His new Downing Street team in the post-Dominic Cummings era has reined in Johnson’s characteristic over-optimism, which led to him to declare last March that the country “can turn the tide in 12 weeks”, later promise “a more significant return to normality from November” and then that some aspects of life would be “back to normal by Christmas” before diluting his Christmas relaxation at the last minute.
The new roadmap includes the caveats that Johnson’s natural ebullience has in the past led him to eschew. Ministerial aides describe it as an “at the earliest” approach to lifting restrictions on shops, pubs, restaurants, cafes and domestic tourism, after schools in England reopen on 8 March and outdoor contacts between six people or two households are allowed from 29 March. The road on the map will be a long one.
Having learnt from past mistakes by deliberately under-promising and over-delivering on the vaccine rollout, the prime minister might be able to repeat the trick on lockdown easing. Of course, it could go the other way: if there is a worrying rise in the number of infections, the next relaxation could be delayed. But if, for example, the return of schools has less impact than some scientists fear, Johnson could speed up his timetable for reopening the economy. That would add to the bumper crop of positive headlines hailing the vaccination programme’s undoubted success.
The PM has been clever to bill the roadmap as the means of ensuring the current lockdown is the last. Although he raised similar hopes last year, we didn’t have the vaccine then. Whatever the differing views in his party over the balance between public health and the economy, another lockdown would be disastrous for both.
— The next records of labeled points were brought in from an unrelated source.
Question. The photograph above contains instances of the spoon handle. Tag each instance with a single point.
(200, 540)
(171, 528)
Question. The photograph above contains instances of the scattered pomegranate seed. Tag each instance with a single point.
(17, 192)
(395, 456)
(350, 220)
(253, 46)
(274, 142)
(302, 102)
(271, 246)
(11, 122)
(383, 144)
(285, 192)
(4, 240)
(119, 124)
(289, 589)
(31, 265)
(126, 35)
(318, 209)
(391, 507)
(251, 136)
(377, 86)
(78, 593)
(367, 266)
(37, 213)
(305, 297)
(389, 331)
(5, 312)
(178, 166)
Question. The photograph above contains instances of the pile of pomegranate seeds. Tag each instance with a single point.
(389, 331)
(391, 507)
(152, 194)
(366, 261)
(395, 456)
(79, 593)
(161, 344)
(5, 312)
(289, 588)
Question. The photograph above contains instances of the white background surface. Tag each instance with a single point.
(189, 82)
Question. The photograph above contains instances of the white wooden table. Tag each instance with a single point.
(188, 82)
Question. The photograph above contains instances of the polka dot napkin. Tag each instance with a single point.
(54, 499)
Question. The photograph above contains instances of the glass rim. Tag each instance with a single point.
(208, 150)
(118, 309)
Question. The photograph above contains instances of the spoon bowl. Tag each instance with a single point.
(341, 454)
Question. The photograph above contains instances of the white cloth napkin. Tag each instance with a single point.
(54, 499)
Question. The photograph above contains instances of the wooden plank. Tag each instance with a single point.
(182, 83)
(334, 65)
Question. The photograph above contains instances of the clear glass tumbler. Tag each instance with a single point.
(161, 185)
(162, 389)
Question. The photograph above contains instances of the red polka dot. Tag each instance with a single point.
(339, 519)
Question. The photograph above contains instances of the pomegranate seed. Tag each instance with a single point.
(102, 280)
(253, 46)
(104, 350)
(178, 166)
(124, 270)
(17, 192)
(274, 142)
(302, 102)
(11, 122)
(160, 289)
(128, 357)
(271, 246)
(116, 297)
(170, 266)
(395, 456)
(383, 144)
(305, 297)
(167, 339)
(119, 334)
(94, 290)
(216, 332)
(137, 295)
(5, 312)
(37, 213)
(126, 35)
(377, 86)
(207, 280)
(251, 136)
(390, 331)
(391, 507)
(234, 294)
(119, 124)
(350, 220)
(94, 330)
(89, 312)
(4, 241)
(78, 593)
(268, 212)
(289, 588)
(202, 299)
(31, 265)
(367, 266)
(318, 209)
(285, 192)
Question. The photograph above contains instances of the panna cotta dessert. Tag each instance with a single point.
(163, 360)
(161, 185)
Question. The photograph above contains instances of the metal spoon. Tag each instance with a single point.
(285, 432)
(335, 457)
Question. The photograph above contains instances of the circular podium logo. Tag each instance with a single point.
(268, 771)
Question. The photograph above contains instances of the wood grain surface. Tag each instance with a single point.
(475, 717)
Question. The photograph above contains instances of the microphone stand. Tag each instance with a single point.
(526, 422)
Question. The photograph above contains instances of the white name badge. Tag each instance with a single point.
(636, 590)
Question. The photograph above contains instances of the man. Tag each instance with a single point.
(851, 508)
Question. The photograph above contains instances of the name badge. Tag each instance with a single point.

There has been no public sign of the tensions in the cabinet that have marked previous debates about easing restrictions. Rishi Sunak, the chief lockdown sceptic at the top table, appears to have signed up to the cautious approach long favoured by Michael Gove and Matt Hancock. This has taken some of the wind out of the sails of the “economy first” brigade on the Tory backbenches, who smell a rat in one of the roadmap’s four tests for unwinding the curbs – that infection rates “do not risk putting unsustainable pressure on the NHS.”
These Tories suspect the test will allow scientific advisers to keep Johnson’s foot on the brake when he could afford to accelerate. His critics will still make waves, with the help of Tory-supporting newspapers. But the tide inside his party might be turning Johnson’s way. Nine days ago, 63 Tories in the Covid Recovery Group called for the hospitality sector to reopen by Easter, with all legal restrictions lifted by the end of April.
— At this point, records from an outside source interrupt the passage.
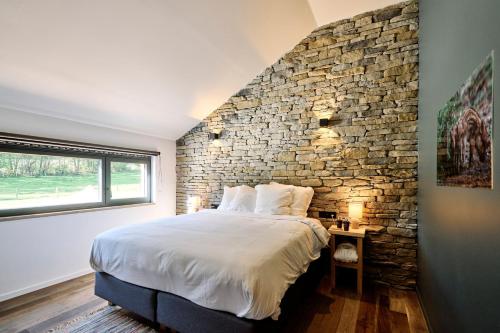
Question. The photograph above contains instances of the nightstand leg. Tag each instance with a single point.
(333, 270)
(360, 265)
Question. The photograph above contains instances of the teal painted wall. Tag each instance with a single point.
(459, 229)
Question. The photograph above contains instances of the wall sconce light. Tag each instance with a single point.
(323, 122)
(355, 213)
(214, 136)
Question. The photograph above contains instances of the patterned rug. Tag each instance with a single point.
(111, 319)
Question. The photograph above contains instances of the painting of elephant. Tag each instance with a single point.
(464, 154)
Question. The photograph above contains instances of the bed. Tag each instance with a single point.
(211, 271)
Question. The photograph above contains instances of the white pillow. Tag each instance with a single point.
(227, 197)
(272, 199)
(244, 200)
(302, 197)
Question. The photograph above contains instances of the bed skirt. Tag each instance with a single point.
(183, 315)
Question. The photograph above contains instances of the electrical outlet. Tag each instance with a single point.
(328, 215)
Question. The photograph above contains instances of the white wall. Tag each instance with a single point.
(42, 251)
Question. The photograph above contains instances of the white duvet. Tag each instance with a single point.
(236, 262)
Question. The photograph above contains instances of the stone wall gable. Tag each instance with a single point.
(362, 74)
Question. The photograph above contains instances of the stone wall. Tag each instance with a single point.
(361, 74)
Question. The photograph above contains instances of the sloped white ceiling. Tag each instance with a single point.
(155, 67)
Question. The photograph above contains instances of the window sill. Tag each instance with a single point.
(73, 211)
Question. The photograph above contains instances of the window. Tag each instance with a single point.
(48, 178)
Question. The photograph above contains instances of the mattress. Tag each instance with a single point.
(241, 263)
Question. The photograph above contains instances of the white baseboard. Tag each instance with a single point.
(37, 286)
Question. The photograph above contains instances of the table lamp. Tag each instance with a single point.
(355, 213)
(194, 203)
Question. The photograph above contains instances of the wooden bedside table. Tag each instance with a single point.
(359, 234)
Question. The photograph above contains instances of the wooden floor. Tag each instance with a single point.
(380, 309)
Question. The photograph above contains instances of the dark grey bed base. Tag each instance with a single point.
(183, 315)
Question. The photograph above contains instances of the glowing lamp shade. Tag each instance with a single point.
(194, 203)
(355, 213)
(355, 210)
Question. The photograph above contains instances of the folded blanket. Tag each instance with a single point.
(346, 252)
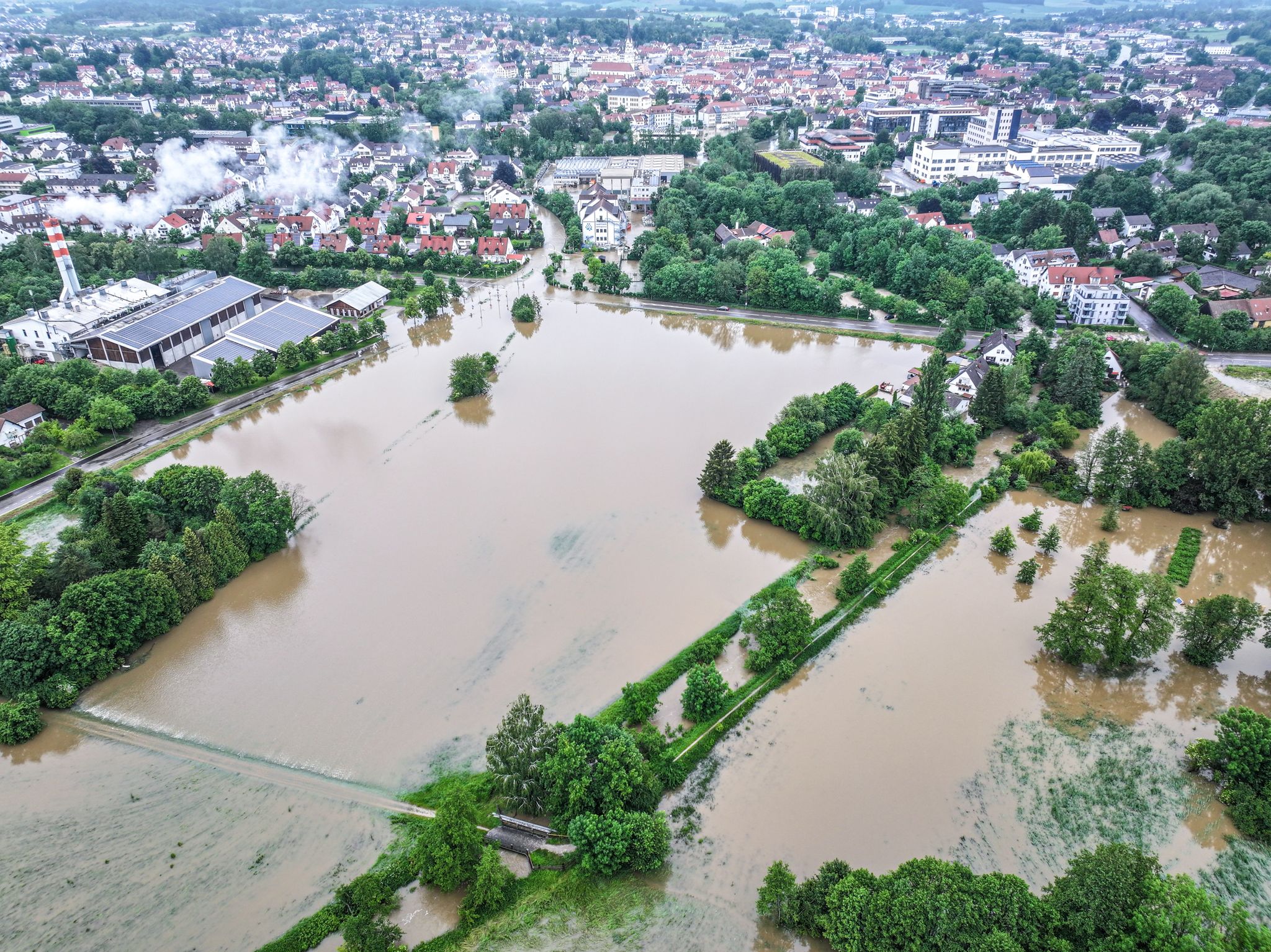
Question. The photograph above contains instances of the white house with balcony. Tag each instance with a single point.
(1098, 304)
Yesterday, only 40 Tories backed the hospitality industry’s call for an Easter return. That might not happen until June, as there will be gaps of up to five weeks between the proposed four stages of unlocking to test the impact of each relaxation before going further.
There will be a Commons vote on the roadmap, which should not give the government much cause for concern. Because of the deliberately slow pace, Johnson's biggest hurdle might be the need to renew some of the existing measures when they expire on 31 March. A rebellion by 40 Tories would be uncomfortable for Johnson as it could force him to do what no prime minister wants to and rely on the votes of the opposition. But Labour’s support would mean no risk of a Commons defeat.
Another reason why some Tory MPs will not go to the wire is that, despite growing evidence of lockdown fatigue, opinion polls show the public supports the cautious strategy Johnson has finally adopted; almost two in three people prioritise reducing infection rates even if that means keeping curbs in place longer. Johnson's new approach is better late than never.